Experiments
Sensor Transferability
We incorporate data from GelSight, GelSlim, DIGIT and GelSight Mini into
the training of AnyTouch to obtain four different models, and compare them across four
downstream tasks. We observe performance improvements across the three unseen datasets, with
greater enhancements for unseen sensors than seen sensors. This suggests that the knowledge from
the data of GelSlim, DIGIT, and GelSight Mini can transfer to the GelSight and other sensors.
Multi-Sensor Representation Space
We extract one aligned contact frame from each sensor for the 30 touches in the unused
fine-grained
subset of TacQuad. We then use t-SNE to visualize the tactile representations. With our
cross-sensor
matching task, the representations from different sensors fully mix in a shared multi-sensor
space,
clearly clustering by the object's tactile information. This indicates that our model possesses
the
ability to extract sensor-agnostic features, enabling generalization to unseen sensors.
Static and Dynamic Perception
To validate the benefit of unified multi-sensor representations in transferring knowledge from
multiple sensor data to seen sensors and unseen sensors, we compare AnyTouch with existing
multi-sensor models on two datasets from seen sensors and two datasets from unseen sensors. As
shown in the tables, our AnyTouch model outperforms existing methods on all four datasets,
demonstrating its static perception capabilities on both seen and unseen sensors.
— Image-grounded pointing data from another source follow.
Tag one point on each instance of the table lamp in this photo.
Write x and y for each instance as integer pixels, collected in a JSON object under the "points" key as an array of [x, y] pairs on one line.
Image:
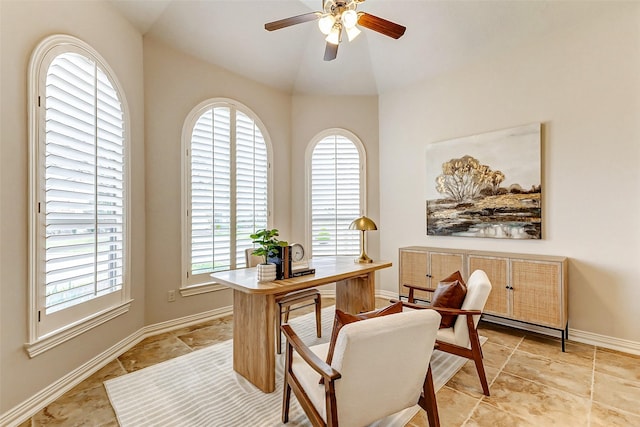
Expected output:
{"points": [[363, 224]]}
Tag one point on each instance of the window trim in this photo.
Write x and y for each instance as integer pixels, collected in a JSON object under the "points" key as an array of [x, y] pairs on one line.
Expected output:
{"points": [[308, 163], [187, 287], [41, 342]]}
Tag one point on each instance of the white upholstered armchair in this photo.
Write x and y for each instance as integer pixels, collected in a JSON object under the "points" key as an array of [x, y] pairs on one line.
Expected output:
{"points": [[462, 338], [362, 383]]}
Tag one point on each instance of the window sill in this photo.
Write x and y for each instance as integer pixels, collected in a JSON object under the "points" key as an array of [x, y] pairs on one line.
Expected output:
{"points": [[60, 336], [203, 288]]}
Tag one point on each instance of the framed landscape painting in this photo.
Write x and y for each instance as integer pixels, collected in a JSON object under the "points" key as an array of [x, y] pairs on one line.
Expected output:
{"points": [[486, 185]]}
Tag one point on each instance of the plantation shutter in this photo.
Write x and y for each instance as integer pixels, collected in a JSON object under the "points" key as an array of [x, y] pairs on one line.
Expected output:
{"points": [[211, 191], [251, 184], [83, 184], [229, 172], [335, 196]]}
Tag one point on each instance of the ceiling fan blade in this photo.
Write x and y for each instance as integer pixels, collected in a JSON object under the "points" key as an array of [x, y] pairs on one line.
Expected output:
{"points": [[330, 51], [380, 25], [287, 22]]}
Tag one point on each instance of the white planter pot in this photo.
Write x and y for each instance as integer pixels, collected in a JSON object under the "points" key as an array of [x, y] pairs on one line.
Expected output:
{"points": [[266, 272]]}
To test the dynamic perception capability of our method in real-world object manipulation tasks,
we conduct experiments on a real-world task: fine-grained pouring. The robot arm must rely
entirely on tactile feedback to pour out 60g of small beads from a cylinder that initially
contains 100g of beads. We conduct 10 real-world test runs and record the mean error. The results
demonstrate the importance of learning unified multi-sensor representations from both static
and dynamic perspectives for completing various tasks including real-world tasks.